During his time with the club, he married Pat who followed him into the club and became a qualified lifeguard in 1980  Pat patrolled and competed for the club for several years.  


Trena, who qualified in 1980, was a capable swimmer and competed in R&R teams, beach events, and was a good all-rounder in craft events.  She decided she wanted to specialize as a ski paddler and trained hard to achieve her goals.  Her best results at Nationals were bronze in the women’s ski in 1983 and silver in the women’s board and the women’s ski in 1984.  Trena moved to Gisborne to train as a flatwater kayaker with the goal of paddling at the Olympic games.  She competed for Waikanae for a few years before getting married and leaving the scene.


Michael McFedries, Donald and Pat’s son, came through Juniorsurf and qualified as a lifeguard in 1993.  He became an IRB operator and patrolled Ōtaki beach for a few seasons, as both a volunteer and Regional Lifeguard before moving on to other things.

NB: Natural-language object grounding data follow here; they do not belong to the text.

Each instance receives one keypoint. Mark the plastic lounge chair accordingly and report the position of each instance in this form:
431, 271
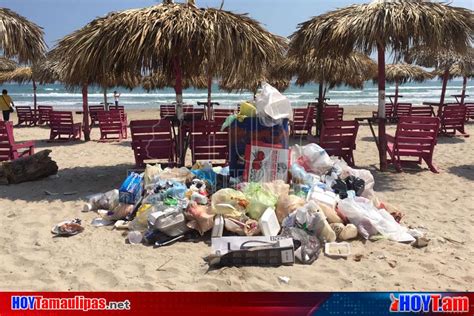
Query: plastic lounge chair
415, 137
424, 111
9, 150
209, 143
43, 114
303, 121
111, 125
453, 118
62, 124
94, 113
152, 140
25, 116
338, 138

John Housiaux was one of the earliest members of the club to qualify as a surf lifesaver, in 1954.  John was involved in the club for many years and was well known in Western Districts and throughout New Zealand as a bit of a character.  He pioneered IRBs in the club but also produced a forerunner of today’s rescue tubes with a styrofoam buoy attached to a standard surf belt by a few metres of the surf line.  Another of his inventions was a sealed wooden box containing the two-way radio that was strapped into the IRB thus facilitating communication back to the beach. John is a Life Member of Ōtaki,  and Western Districts, and has a New Zealand Service award.  John has lived in Australia for the past twenty years but still visits his family and the club each Christmas.

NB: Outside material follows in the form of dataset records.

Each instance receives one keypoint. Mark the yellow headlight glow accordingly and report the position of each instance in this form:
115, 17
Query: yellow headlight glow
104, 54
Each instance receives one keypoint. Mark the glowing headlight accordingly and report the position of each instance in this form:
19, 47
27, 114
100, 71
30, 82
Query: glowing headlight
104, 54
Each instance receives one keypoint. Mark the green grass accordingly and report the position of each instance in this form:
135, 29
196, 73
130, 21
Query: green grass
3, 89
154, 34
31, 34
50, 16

 Next in line comes Peter, John’s son, who joined the club in the early 1970s as swimming was seen as a way to counter his asthma.  Peter, aka Fish, became a good swimmer and, after honing his skills on boards and skis, became an ironman who literally put his guts on the line in competition.  Peter was part of a junior canoe rescue team that won Ōtaki’s first medal at the nationals – gold in 1977.  Over the next ten years, he went on to coach and paddle in two canoe crews which took bronze in 1984 and silver in 1988.  Pete has held most positions in the club and is currently the head coach.   Like his dad, Peter is a Life Member of Ōtaki, and Western Districts, and has a New Zealand Service award.

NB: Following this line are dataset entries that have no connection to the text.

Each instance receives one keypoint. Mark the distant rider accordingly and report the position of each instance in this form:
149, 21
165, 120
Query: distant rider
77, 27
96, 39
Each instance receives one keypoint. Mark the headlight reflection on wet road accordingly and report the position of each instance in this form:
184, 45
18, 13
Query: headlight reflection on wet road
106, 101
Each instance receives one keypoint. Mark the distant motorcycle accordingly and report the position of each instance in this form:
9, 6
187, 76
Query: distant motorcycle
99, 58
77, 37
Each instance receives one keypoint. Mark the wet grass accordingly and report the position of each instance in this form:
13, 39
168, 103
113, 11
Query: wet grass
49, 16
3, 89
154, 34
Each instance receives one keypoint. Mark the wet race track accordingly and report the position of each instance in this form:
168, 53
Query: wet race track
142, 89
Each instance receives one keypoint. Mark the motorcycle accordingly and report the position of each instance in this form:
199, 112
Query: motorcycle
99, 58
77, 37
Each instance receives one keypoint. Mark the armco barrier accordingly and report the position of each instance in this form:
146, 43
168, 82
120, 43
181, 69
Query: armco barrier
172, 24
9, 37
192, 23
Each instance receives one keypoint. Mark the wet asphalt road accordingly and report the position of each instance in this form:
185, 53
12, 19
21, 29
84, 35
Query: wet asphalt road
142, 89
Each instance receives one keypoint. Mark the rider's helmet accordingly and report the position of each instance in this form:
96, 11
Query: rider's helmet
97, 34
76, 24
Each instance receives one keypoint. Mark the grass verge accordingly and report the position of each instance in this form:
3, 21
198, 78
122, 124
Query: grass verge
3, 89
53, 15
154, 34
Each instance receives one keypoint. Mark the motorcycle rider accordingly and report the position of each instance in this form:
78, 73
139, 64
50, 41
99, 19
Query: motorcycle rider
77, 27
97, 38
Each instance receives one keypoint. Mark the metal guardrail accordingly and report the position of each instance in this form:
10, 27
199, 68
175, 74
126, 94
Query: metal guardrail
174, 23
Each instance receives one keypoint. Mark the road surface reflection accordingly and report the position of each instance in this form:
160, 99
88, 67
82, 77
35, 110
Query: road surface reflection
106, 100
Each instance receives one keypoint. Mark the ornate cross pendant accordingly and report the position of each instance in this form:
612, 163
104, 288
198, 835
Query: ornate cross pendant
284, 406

It was inevitable that Pete introduced his wife, Ann Marie, into the club to support their kids, Josh and Jordan, who were enrolled in the nippers programme. To better understand surf lifesaving, Ann Marie became a qualified lifeguard in 1998, and she and Peter took over running Ōtaki's Juniorsurf programme.  With Peter’s experience as a lifeguard and competitor and Ann Marie’s skill as an administrator, they complemented each other perfectly and they created innovative and exciting ways to attract and retain both kids and parents who thoroughly enjoyed being involved in the team.  Over the past ten years, they have successfully led a group of about 20 youngsters through from Juniorsurf to U19 competition where they are today.  Ann Marie is currently the club’s publicity officer, maintains the database, and is a respected committee person. Ann Marie has a club Distinguished Service award and Western Districts and New Zealand service awards.


Josh Housiaux qualified as a lifeguard in 2003.  He has served as a Patrol Captain and an IRB Operator.


Jordan Housiaux became a lifeguard in 2006.  She won titles at the Ocean Athletes Junior surf competitions and in 2007 a silver at the Nationals in women’s double ski.  Jordie has served as a Patrol Captain and has her IRB Operator's qualification.